All of us can remember the day we received our driver’s licence and how much more independent we felt, even if we had no car. But as we get older, we begin to slow down and our ability to “run road” slows down with us. Here are things to keep in mind if you’re an older driver.
Your Safety and Old Age
Understandably, driving is not a privilege that anyone wants to give up willingly. Still, safety must come first.
True, your ability to drive is not determined by the date on your birth certificate, but your ability to hear, see, react to and observe your surroundings in a way that will reduce the risk of injury to you or other road users while driving, is very critical.
As drivers get older there are a number of warning signs they must look out for to determine if they should hang up their car keys for good. According to the American Association for Retired Persons (AARP), some stop signs for senior citizens include:
- Almost crashing, with frequent “close calls”
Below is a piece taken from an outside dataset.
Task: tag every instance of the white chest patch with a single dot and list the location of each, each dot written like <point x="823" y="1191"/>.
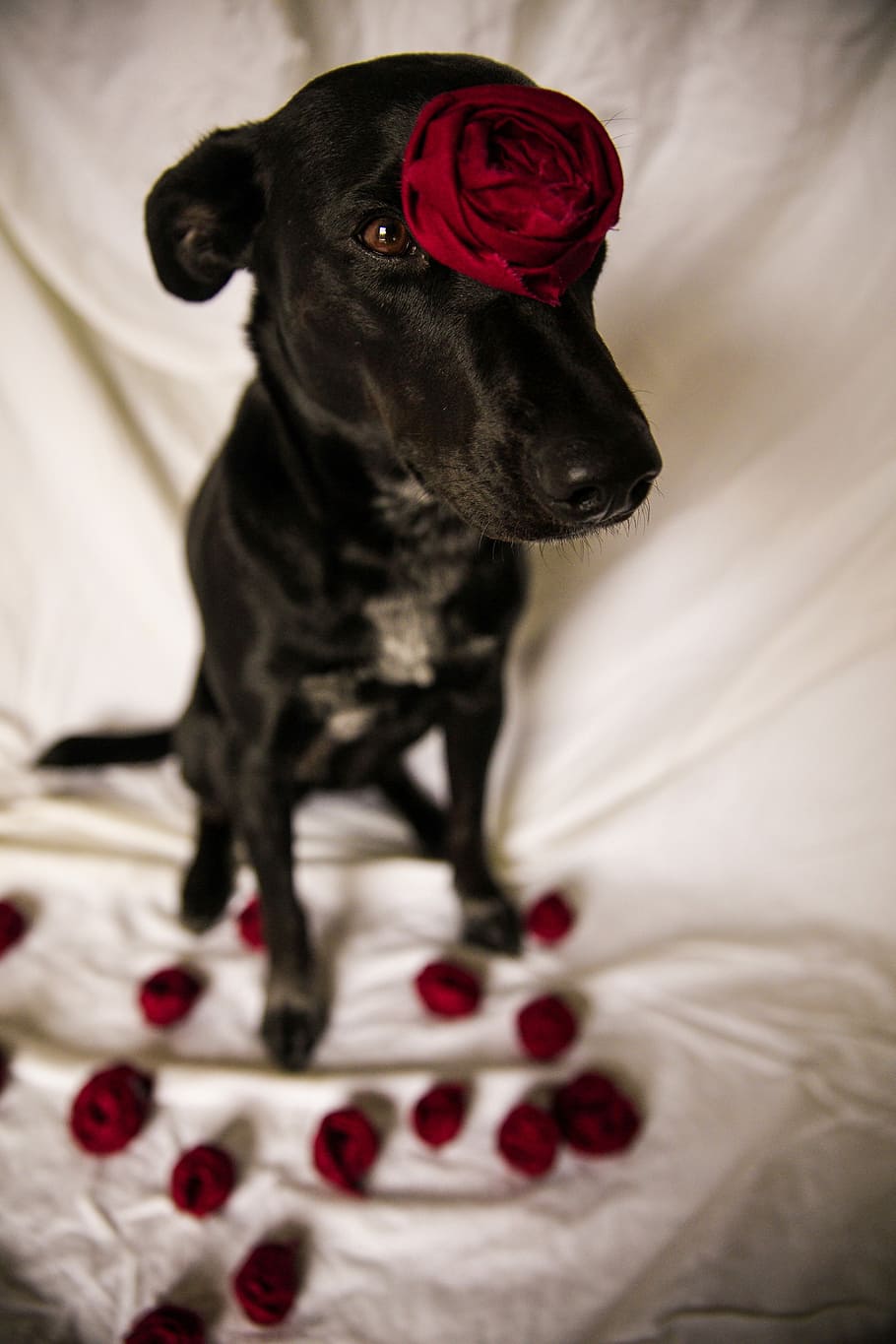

- Finding dents and scrapes on the car, on fences, gates, garage doors, curbs, etc
- Getting lost, especially in familiar locations
- Having trouble seeing or following traffic signals, road signs, and pavement markings
- Responding more slowly to unexpected situations, or having trouble moving their foot from the gas to the brake pedal or even confusing the two pedals
- Misjudging gaps in traffic, at intersections and on highway entrances and exits
- Experiencing road rage or causing other drivers to honk or complain excessively
- Easily becoming distracted or having difficulty concentrating while driving
- Having a hard time turning around to check the rearview while backing up or changing lanes
- Receiving multiple traffic tickets or “warnings” from police officers.
Advice and Support
If you notice any of these signs in yourself or in your loved ones, you may want to contact an expert for advice.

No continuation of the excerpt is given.